There are crystal structures in iron meteorites that we can’t reproduce because of the timescales involved. To form the patterns requires very slow cooling from molten metal. Up until very recently that cooling rate was thought to be as slow as 1 degree per million years. A recent study indicates that it can happen much faster but even the fastest figure of 6,000 degrees per million years means .006 degrees per year.

https://www.sciencedirect.com/science/article/abs/pii/0016703785900328

one leaves deposits around bathtubs and the other doesn’t?

Serious answer: The O16:O18 ratio will be different. Probably the H:D (hydrogen:deuterium) ratio too.

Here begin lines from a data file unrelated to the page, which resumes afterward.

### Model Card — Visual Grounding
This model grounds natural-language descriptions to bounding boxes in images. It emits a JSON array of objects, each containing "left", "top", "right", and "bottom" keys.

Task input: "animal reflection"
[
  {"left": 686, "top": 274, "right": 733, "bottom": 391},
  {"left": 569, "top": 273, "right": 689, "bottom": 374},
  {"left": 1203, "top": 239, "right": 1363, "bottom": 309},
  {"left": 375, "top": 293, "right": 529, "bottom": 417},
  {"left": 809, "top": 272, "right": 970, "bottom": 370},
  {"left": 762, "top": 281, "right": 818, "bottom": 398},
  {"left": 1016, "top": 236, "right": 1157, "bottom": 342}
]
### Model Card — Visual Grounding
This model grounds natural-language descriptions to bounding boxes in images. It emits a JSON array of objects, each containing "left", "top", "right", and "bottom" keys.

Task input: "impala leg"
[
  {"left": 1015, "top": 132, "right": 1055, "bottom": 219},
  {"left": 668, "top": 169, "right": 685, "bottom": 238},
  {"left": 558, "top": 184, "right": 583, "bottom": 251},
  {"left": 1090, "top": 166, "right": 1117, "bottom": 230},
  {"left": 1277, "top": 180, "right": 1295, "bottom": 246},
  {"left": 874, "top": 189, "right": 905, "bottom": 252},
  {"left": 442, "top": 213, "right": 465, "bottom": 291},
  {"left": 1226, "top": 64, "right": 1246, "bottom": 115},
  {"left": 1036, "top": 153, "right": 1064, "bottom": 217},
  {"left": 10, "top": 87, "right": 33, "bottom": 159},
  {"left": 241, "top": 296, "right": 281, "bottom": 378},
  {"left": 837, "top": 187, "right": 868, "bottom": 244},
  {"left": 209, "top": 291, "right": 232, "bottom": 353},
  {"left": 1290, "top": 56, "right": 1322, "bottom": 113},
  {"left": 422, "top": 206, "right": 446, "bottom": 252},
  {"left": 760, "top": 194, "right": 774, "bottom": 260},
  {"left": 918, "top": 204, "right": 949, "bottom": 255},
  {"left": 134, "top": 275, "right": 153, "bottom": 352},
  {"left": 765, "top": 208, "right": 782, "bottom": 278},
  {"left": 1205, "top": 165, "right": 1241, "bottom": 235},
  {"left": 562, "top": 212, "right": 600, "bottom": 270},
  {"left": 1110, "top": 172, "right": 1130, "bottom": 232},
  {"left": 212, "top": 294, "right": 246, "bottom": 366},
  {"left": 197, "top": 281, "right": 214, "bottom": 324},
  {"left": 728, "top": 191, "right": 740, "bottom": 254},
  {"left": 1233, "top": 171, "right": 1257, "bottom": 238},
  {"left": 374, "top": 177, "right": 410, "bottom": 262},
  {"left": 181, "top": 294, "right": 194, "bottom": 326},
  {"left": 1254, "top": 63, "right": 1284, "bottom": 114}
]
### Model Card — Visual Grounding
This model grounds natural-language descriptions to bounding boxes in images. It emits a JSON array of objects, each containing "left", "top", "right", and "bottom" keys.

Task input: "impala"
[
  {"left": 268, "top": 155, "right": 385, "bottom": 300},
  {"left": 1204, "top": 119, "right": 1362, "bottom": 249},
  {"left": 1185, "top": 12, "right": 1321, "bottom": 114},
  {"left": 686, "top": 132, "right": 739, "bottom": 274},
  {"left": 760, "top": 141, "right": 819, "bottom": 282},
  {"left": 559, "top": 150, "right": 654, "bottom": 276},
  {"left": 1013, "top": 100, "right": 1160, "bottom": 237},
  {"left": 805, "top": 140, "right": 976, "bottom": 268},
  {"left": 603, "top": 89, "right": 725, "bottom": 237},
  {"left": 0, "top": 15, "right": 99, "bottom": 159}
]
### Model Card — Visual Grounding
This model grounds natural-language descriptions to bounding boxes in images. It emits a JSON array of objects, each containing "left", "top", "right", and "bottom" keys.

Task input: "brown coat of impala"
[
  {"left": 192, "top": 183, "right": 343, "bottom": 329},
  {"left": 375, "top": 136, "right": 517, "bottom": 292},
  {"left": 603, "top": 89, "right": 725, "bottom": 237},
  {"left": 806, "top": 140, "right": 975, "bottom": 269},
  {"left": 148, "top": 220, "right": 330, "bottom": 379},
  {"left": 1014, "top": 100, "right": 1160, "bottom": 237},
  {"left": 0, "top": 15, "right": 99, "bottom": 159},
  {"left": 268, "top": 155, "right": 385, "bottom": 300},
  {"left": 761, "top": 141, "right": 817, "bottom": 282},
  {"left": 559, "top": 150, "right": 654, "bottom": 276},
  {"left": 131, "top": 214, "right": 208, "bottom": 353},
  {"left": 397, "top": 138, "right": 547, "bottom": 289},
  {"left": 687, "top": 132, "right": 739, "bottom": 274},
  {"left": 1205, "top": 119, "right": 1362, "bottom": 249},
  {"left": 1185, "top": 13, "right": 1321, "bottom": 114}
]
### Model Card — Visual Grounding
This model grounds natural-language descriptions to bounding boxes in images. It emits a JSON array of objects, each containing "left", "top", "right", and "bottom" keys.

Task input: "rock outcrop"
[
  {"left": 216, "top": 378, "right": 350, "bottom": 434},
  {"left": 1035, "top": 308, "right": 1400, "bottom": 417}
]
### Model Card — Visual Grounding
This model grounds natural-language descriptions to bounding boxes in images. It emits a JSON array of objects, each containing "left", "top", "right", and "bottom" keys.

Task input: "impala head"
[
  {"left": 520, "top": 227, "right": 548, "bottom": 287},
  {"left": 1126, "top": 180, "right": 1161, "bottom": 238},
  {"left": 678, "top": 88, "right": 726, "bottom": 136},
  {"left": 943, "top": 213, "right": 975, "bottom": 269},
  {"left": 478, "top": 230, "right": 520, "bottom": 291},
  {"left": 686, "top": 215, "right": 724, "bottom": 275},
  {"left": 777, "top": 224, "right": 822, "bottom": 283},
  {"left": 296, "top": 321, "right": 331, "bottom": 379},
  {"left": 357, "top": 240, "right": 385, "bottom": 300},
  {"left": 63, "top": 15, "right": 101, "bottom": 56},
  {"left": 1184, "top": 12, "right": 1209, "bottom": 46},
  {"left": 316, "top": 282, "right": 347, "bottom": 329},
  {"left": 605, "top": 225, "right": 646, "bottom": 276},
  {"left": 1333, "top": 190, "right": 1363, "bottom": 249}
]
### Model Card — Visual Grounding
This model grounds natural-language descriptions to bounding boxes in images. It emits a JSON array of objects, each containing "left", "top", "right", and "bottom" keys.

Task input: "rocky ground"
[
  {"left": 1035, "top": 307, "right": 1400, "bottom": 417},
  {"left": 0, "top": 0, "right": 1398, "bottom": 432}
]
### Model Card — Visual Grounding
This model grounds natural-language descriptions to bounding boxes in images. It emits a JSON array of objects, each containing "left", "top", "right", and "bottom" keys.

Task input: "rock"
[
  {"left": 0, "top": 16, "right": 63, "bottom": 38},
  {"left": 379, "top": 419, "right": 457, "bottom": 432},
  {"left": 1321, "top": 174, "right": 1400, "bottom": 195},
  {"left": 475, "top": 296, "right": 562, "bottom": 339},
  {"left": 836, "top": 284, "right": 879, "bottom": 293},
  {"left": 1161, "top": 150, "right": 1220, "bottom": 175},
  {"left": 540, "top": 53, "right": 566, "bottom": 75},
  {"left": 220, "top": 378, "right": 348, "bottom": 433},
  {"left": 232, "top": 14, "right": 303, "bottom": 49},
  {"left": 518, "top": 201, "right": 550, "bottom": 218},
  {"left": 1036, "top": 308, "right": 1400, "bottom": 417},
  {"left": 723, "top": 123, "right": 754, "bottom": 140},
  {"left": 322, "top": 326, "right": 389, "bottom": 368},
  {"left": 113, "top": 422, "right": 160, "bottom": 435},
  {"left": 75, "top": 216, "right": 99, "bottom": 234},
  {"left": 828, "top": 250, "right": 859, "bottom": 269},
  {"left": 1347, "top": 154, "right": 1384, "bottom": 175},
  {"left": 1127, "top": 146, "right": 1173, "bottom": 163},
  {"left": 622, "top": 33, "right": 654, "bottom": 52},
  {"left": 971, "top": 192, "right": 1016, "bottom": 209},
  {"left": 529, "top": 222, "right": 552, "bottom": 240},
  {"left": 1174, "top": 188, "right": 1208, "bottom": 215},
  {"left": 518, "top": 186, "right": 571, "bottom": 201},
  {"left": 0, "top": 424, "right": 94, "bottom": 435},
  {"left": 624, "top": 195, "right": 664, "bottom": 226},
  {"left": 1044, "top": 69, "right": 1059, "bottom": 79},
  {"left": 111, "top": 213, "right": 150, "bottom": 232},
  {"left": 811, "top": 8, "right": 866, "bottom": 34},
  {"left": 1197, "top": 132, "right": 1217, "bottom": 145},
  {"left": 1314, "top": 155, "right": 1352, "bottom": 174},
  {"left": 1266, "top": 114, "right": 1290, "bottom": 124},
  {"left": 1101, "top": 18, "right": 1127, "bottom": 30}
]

If the “powdery substance” was some amount of micro-granular alloy consisting of light-weight aluminum and ultra-dense osmium…something that could only be smelted and forged in a 0G environment…that would, by definition, be extra-terrestrial.

Yikes, the Western Australian Museum needs a better proofreader. The use of “natural” instead of “naturally” is annoying but not as bad as the gross factual errors. Perhaps they mean “nucleons” instead of “neutrons”?

They found the zirconium crystals in some very old Australian rocks were older than the earth.
So those crystals could not have come from earth, could they. This relies on the validity of the zirconium crystal dating technique.

This week’s meteorite in Germany appears to be a HED.

I think you mean zircon crystals, not zirconium. They are not older than the earth. The oldest one found is 4.4 billion years old.

I think this is a misreading of the crystals being dated as older than their very old host rock.

Actually it turns out to be an aubrite.